Data-driven Quantum Dynamical Embedding Method for Long-term Prediction on Near-term Quantum Computers
Tai-Ping Sun, Zhao-Yun Chen, Cheng Xue, Huan-Yu Liu, Xi-Ning Zhuang, Yun-Jie Wang, Shi-Xin Ma, Hai-Feng Zhang, Yu-Chun Wu, Guo-Ping Guo
TL;DR
This work introduces data-driven quantum dynamical embedding (QDE), a fixed-depth, trainable-quantum-circuit framework designed to forecast long-term time series on near-term quantum devices by embedding non-Markovian data into an extended Markovian state space. It achieves long-horizon predictions with circuit depth that scales as $\mathcal{O}(\Gamma)$ rather than with sequence length $L$, enabling practical use on NISQ hardware. The authors demonstrate cosine-wave, composite, and NARMA2 predictions, show denoising capabilities, and present a superconducting-qubit proof-of-concept with LECL-based noise mitigation, along with dynamical analyses and universality results. While highlighting advantages in depth efficiency and noise resilience, they also address limitations such as barren plateaus and memory-loss compared to full quantum reservoirs, outlining paths for future improvements and applications in quantum-enhanced time-series analysis.
Abstract
The increasing focus on long-term time series prediction across various fields has been significantly strengthened by advancements in quantum computation. In this paper, we introduce a data-driven method designed for time series prediction with quantum dynamical embedding (QDE). This approach enables a trainable embedding of the data space into an extended state space, allowing for the recursive retrieval of time series information. Based on its independence of time series length, this method achieves depth-efficient quantum circuits that are crucial for near-term quantum computers. Numerical simulations demonstrate the model's capability to predict not only wave signals but also more complex signals such as NARMA. Prediction accuracy improves with model scaling, and notably, the model achieves better accuracy on wave signal tasks with fewer parameters compared to QRC. Additionally, the model shows promising potential for denoising classical noise in wave signals, and when combined with error mitigation techniques for typical quantum noise, it enables reliable long-term prediction of wave signals.
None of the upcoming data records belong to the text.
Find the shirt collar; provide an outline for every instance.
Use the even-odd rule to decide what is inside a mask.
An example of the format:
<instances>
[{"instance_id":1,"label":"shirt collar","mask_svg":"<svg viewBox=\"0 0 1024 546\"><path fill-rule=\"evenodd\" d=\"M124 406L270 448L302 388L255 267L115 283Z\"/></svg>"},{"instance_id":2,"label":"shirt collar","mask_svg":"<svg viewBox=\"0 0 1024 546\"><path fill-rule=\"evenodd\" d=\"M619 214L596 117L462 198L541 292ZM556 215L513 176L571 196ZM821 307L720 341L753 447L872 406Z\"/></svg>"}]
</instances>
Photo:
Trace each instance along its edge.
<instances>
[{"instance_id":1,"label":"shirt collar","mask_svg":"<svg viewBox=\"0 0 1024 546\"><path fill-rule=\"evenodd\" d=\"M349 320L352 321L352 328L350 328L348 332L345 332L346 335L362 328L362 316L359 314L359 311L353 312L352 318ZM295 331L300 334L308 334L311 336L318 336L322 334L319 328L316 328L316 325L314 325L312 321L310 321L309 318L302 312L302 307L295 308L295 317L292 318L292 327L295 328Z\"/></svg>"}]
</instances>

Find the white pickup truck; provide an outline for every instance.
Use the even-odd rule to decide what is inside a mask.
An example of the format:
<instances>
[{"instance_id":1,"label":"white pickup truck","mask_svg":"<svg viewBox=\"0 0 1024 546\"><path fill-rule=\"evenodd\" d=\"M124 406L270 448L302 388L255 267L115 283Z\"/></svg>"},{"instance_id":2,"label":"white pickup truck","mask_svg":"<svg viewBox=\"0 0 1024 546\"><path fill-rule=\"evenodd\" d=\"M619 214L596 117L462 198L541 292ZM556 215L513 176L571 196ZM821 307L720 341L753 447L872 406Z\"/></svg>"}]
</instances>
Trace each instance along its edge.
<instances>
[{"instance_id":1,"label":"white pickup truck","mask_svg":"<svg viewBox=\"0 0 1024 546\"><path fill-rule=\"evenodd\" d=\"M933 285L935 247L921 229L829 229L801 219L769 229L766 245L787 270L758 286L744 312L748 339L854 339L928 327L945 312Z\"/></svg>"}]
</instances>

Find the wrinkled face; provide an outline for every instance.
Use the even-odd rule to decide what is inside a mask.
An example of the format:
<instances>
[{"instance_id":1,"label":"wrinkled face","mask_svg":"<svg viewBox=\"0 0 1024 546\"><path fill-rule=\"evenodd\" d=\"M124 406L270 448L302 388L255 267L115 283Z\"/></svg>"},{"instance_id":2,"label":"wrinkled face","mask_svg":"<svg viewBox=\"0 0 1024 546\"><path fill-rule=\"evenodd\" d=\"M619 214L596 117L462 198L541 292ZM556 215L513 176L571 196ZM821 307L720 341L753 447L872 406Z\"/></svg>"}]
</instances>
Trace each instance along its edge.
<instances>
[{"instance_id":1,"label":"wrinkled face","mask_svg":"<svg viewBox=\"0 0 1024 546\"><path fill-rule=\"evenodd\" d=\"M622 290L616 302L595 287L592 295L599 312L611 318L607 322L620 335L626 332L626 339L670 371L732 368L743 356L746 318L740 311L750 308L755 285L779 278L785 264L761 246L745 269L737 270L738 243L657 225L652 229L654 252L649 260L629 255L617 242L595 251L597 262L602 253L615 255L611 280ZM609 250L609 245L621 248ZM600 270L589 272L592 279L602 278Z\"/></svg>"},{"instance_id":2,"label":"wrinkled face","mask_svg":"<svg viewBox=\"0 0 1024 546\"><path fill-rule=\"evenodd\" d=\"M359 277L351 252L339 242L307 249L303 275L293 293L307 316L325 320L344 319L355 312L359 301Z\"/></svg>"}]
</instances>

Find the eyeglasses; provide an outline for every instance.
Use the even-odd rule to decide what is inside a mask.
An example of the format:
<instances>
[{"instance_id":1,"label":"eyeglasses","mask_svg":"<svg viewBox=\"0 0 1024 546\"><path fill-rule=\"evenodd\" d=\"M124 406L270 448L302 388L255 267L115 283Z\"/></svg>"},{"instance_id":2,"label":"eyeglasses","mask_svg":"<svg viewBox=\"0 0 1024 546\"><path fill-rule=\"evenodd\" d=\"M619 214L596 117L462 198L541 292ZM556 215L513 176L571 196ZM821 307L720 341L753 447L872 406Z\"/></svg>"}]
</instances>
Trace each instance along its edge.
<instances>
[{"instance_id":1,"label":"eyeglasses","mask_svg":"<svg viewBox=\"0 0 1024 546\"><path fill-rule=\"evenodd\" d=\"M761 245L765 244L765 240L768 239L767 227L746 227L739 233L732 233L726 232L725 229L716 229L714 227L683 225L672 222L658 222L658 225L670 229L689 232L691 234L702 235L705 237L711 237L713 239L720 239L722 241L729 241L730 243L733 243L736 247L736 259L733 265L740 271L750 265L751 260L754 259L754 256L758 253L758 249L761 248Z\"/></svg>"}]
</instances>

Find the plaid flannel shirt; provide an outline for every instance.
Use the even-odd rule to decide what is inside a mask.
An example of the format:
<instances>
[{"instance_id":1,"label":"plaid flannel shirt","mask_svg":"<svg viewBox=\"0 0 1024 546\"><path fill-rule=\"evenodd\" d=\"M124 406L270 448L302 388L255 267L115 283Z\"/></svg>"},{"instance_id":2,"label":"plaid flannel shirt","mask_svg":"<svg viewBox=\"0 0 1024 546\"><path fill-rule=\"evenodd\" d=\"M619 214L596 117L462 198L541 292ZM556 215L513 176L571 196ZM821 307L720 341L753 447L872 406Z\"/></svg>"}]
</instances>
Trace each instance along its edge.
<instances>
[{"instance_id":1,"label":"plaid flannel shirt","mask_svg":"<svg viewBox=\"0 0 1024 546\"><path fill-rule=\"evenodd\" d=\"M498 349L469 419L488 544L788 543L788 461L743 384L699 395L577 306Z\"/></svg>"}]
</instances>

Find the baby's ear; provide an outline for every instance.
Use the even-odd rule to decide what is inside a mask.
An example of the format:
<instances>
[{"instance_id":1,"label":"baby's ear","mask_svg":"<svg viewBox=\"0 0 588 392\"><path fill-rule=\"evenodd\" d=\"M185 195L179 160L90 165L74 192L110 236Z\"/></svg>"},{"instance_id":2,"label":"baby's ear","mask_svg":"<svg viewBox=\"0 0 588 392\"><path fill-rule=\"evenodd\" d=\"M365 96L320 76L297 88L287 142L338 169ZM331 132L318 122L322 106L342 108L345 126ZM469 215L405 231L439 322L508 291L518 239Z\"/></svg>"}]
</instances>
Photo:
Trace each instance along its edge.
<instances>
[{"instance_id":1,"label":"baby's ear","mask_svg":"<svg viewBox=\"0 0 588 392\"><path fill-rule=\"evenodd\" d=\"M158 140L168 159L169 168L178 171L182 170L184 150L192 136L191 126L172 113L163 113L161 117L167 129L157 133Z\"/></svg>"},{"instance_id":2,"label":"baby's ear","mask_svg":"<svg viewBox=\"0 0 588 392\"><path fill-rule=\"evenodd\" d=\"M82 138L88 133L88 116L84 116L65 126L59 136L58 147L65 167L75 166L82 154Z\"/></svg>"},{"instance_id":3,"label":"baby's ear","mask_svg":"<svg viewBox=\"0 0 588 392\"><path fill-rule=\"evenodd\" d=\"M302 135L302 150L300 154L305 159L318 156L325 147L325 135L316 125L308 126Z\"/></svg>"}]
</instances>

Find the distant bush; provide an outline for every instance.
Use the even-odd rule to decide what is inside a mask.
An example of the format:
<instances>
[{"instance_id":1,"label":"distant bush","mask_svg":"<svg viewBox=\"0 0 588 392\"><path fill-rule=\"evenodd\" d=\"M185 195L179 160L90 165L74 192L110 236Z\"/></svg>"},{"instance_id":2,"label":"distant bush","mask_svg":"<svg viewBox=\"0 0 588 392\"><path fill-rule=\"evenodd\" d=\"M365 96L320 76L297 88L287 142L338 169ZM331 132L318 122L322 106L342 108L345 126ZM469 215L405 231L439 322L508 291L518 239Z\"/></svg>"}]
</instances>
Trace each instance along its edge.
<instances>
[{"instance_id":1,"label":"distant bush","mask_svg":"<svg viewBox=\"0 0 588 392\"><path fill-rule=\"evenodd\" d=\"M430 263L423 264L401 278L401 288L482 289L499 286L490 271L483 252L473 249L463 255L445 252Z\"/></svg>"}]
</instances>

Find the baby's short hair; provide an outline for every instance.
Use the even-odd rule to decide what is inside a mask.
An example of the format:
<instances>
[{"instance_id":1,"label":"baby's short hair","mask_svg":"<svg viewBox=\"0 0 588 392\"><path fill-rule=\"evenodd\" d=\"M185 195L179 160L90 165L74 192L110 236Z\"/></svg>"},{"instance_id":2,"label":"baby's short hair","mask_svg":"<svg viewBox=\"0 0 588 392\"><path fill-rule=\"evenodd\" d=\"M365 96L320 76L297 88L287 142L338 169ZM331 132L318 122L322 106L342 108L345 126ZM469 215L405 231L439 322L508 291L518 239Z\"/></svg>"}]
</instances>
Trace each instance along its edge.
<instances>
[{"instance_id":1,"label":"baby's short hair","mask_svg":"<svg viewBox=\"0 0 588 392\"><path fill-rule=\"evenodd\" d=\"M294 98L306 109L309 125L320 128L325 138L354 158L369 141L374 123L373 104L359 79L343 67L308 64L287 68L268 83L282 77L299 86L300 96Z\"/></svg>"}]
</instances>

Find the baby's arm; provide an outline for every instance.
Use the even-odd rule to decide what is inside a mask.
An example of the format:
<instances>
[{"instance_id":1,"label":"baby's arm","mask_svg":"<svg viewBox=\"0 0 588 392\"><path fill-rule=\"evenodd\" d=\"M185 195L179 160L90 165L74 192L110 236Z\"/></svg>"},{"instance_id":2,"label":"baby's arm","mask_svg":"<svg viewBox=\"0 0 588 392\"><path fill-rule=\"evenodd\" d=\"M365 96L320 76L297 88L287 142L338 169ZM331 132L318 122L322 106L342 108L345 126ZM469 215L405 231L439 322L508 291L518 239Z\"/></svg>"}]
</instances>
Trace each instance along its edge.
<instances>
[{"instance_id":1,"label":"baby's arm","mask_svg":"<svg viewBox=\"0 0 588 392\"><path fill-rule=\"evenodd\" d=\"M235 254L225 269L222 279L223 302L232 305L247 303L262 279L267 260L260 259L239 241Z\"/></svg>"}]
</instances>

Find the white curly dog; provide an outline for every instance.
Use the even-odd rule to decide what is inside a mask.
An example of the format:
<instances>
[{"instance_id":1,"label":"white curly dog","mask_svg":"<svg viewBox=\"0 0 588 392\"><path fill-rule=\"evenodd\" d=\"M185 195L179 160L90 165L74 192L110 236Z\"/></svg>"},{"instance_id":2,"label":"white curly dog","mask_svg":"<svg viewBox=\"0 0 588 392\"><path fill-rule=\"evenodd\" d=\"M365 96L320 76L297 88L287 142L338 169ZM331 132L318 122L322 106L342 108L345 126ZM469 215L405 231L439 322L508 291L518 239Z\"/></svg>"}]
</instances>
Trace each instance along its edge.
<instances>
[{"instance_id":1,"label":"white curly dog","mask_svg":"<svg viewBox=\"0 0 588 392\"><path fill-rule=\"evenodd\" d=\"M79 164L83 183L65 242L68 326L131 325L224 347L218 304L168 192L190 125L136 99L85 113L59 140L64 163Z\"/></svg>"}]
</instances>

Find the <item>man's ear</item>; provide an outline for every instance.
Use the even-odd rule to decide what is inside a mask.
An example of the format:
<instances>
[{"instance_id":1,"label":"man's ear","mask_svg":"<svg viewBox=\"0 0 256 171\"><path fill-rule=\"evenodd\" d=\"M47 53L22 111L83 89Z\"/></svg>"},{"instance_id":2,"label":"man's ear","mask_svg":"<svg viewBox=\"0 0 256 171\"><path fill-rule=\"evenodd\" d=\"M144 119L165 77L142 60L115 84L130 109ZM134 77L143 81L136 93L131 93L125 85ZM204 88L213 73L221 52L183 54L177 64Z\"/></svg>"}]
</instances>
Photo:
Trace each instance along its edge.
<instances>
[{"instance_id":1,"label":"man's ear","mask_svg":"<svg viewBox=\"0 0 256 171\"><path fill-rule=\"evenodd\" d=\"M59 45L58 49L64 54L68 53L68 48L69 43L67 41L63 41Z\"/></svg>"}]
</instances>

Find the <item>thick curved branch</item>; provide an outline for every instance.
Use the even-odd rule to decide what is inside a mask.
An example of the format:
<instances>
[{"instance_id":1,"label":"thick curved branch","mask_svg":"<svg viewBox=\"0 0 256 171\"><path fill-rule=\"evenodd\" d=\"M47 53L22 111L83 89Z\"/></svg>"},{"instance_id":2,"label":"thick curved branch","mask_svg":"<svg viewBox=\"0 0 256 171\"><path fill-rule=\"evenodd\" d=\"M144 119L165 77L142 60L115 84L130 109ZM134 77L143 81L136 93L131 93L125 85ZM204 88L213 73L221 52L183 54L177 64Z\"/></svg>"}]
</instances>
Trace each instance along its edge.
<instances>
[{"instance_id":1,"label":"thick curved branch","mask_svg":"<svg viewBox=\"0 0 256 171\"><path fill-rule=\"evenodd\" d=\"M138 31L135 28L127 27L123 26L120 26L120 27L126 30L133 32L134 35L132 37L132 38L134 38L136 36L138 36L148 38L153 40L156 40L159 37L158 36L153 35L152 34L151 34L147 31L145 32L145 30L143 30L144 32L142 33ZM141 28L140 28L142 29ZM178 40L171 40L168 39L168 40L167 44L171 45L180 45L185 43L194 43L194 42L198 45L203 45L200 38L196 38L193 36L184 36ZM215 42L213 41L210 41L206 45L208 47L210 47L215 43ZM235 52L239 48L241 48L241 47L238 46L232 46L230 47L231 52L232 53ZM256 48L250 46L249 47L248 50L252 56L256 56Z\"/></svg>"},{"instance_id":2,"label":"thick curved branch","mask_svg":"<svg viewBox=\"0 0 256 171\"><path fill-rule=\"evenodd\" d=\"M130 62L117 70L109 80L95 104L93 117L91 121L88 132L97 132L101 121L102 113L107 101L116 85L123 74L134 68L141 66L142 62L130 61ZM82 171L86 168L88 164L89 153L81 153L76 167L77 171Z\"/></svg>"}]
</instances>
We implement this model, restricted to 2 qubits, on the Origin ``Wukong" superconducting quantum processor as a simple proof-of-concept on NISQ devices. Furthermore, we provide theoretical analysis of the QDE's dynamical properties for the 2-qubit case and discuss its potential universality. Overall, this study represents our first step towards leveraging near-term quantum devices for time series forecasting, offering insights into integrating data-driven learning with quantum dynamical embeddings.